One of the first troubles was this crunched power supply. The box arrived via our fine postal service, in a rather sad state. Accordion'ed for most of it's length, no single panel of the box was undamaged, and a rather large hole had been covered by some randomly-applied packing tape. Most of the contents were ok, except for the 48v power supply.

Luckily, there was a lot of crush-space between the chassis and circuit board... I never thought I'd repair a power supply with a hammer...





The supplier, KelingCNC, was ok with my disassembling it and 'repairs', and say they'll replace it if it doesn't work.

I've already smoke-tested it... it works just fine.


----------



## vlmarshall (Feb 17, 2010)

Next up, the cute little toolpost from A2ZCNC. All aluminum and Sherline sized, this QCTP falls somewhere between building my own, and buying that Aloris I've always wanted.


Not happy with the chattery finish on the locking cam and center post, I couldn't resist cleaning up the finish on both.

Before:





After:





The locking lever is next. I should have cleaned up that off-center center hole while I was at it. 

The BOTTOM of this toolpost was not machined, but left as-sawn! It also wasn't square to the dovetails, cleaning it up took almost .020"





While I was facing the 'post body, I skimmed the two non-dovetail sides, as they were both unmachined raw stock finish, and I'll be re-anodizing the body anyway, since almost every edge on the toolpost was not deburred after machining.

Skimming .020" off the bottom of the toolpost caused the tool holders to run out of adjustment when using 1/4" tools, so I skimmed a bit off of the holders, as well.

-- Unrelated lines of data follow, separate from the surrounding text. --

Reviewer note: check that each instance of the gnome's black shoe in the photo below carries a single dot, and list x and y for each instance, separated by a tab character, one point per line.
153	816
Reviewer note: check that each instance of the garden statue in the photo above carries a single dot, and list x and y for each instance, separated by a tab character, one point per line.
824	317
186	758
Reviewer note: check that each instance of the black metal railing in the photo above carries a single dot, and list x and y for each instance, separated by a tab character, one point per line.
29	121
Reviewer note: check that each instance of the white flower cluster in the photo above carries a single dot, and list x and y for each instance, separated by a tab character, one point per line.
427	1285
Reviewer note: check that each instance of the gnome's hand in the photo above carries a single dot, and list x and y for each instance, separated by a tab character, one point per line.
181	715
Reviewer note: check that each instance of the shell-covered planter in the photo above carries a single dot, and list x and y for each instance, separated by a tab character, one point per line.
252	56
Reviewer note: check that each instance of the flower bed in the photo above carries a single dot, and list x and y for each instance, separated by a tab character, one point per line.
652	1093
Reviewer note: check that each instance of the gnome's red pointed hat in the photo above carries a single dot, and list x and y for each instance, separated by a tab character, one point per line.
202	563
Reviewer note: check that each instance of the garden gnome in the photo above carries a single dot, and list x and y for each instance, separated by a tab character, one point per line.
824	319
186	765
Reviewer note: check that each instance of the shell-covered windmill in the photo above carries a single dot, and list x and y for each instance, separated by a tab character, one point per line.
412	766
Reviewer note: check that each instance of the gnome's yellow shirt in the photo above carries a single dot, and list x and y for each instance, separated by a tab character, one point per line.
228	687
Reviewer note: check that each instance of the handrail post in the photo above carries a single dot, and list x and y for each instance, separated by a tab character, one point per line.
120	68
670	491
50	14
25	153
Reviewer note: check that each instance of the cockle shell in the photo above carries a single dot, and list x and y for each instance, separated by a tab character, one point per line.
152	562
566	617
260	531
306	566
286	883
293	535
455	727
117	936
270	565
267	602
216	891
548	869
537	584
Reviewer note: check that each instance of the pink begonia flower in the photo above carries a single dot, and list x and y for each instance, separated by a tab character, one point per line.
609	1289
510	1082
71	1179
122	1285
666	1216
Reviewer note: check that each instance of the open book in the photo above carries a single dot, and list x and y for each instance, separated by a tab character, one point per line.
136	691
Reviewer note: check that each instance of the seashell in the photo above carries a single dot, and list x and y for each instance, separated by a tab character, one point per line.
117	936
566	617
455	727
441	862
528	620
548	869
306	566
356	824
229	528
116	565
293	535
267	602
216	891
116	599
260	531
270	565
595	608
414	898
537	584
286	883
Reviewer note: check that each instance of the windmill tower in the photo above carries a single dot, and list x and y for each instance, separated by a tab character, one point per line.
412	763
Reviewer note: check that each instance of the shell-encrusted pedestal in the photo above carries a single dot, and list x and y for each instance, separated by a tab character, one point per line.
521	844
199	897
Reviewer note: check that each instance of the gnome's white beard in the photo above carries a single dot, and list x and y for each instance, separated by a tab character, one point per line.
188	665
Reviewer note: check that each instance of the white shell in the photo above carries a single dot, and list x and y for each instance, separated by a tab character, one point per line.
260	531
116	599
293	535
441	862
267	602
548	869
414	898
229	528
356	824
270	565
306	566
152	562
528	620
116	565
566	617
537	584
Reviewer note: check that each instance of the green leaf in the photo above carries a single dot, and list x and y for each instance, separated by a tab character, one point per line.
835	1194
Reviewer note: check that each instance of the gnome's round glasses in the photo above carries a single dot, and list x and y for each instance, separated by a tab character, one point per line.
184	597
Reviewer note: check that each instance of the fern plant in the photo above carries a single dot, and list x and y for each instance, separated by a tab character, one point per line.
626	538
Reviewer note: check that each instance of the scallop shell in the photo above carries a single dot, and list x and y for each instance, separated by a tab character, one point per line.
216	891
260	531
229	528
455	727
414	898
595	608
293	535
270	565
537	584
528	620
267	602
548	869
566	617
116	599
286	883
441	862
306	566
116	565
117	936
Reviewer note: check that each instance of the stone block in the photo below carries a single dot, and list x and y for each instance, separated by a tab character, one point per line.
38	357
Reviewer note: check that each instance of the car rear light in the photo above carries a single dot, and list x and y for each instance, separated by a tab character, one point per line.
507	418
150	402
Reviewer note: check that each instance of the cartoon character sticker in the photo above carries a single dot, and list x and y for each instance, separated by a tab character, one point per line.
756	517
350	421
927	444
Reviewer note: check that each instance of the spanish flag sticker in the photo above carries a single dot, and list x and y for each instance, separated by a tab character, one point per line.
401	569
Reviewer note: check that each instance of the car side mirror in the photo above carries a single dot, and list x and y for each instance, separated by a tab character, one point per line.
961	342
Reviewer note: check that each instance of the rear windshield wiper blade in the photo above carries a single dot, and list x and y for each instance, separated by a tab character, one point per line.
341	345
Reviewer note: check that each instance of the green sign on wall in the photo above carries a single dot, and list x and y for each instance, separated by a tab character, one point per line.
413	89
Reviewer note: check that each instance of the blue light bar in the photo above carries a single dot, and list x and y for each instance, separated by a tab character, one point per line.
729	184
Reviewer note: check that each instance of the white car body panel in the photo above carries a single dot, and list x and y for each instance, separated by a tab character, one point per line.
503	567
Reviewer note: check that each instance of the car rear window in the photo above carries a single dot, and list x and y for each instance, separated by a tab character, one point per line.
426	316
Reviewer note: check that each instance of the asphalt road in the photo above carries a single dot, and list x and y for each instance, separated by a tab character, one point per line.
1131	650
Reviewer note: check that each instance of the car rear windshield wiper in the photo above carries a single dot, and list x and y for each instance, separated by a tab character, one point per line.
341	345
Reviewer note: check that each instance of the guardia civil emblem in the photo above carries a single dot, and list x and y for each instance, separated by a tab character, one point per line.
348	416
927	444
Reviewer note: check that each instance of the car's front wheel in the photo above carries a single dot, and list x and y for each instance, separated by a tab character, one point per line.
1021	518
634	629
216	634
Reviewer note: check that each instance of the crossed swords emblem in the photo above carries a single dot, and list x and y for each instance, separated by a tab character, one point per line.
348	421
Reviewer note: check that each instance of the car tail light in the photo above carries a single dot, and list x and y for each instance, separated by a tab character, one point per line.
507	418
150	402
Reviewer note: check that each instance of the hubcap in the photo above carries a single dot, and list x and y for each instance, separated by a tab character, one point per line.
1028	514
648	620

The slot for the parting tool is not cut straight, and because it's been machined in YET ANOTHER raw-stock surface, the slightly undersize material causes the slot to fade away to almost nothing at one end. Either that or the burr they left on the dovetail side caused the part to sit incorrectly for machining.





Yet another part for the anodizing bath...


----------



## Tin Falcon (Feb 17, 2010)

vernon: nice lathe and a heap of goodies. I am planning on converting my little old Machinex to cnc. I do not plan on doing a full build just connector to motos I jut bought . Use the same PS, g540, computer etc that is hooked to the mill. i will have to figure out some sort of quick disconnect for limit switches and a motor connector if and when I hook up spindle control to the 540.
Tin


----------



## zeeprogrammer (Feb 17, 2010)

I didn't see this when I replied in your other thread...not that I'm sorry for what I said ;D.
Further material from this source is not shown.